SUPERSEDED - Single-cell metabolic oscillations are pervasive and may alleviate a proteome constraint

Dataset

Abstract

## This item has been replaced by the one which can be found at [https://doi.org/10.7488/ds/7845] ## Biological rhythms not only coordinate cellular activity with external signals, but may also enable internal
coordination. The metabolic cycle in budding yeast is perhaps the most well-studied example. Historically
researchers have investigated this cycle in populations growing in chemostats, but more recently time-lapse
microscopy has revealed single-cell oscillations in the redox state of enzyme cofactors and in ATP levels.
How to relate the results of these two types of assays is however unclear. Here we report single-cell rhythms
too in intracellular pH and show that oscillations in the redox state of flavin molecules occur in auxotrophic
and prototrophic strains, in nutrients favouring respiration or fermentation, and in deletion mutants for
which oscillations in chemostats are either unobservable or disrupted.
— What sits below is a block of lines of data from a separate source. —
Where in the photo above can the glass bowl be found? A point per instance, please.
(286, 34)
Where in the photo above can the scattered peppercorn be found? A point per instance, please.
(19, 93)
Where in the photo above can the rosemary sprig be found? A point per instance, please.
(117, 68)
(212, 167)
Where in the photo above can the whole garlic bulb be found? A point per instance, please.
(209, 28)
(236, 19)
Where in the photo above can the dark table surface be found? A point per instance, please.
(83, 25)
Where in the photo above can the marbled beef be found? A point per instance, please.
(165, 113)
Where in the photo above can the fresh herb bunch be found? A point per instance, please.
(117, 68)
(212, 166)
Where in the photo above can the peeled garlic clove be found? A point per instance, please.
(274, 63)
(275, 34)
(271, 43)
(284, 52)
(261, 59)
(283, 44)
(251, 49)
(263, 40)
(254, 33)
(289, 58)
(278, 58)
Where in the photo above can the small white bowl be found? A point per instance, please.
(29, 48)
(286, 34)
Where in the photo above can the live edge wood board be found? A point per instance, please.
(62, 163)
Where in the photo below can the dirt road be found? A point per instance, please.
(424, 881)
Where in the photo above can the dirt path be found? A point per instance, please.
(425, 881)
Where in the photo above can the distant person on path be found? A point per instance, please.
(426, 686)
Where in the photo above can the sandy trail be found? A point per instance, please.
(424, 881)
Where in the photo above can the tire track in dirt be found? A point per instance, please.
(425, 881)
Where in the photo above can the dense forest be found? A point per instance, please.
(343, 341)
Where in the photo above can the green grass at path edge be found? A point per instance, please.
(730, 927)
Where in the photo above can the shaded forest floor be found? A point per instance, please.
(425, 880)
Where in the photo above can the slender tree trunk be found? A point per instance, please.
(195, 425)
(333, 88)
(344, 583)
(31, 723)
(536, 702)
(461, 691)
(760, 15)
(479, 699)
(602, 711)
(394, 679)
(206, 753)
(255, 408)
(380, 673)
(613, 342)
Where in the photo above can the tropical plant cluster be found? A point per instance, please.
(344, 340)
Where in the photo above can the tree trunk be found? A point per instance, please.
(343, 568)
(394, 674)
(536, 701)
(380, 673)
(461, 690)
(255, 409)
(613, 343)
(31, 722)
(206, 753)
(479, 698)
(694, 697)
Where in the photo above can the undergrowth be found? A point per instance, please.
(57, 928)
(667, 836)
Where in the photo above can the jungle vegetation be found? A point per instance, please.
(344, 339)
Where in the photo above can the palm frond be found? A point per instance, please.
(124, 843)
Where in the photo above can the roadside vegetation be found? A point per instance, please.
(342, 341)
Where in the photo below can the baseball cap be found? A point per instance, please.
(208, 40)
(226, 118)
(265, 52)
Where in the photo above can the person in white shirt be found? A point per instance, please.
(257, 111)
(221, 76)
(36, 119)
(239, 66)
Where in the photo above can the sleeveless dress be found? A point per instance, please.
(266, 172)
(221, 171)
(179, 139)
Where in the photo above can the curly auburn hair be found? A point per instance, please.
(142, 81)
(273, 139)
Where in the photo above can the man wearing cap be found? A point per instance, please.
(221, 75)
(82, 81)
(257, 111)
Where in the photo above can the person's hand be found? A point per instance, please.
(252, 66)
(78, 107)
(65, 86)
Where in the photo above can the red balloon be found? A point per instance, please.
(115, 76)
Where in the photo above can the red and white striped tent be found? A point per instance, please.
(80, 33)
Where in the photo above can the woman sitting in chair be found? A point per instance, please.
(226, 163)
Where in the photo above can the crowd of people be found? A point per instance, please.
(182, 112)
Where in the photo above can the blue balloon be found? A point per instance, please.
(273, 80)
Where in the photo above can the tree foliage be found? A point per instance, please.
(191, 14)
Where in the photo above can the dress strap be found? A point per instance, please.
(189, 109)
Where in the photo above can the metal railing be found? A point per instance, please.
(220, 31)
To explain the pervasiveness of
these rhythms, we postulate that cells generate oscillations to alleviate a proteome constraint – amino
acids cells use for one class of enzymes are unavailable for others. Using flux balance analysis with an
enzyme-constrained genome-scale metabolic model, we show that, with a finite proteome, sequential
synthesis of biomass components typically generates a shorter doubling time than synthesising components
in parallel. Our results suggest that the metabolic cycle drives growth and is potentially widespread because
all cells grow within a proteome constraint.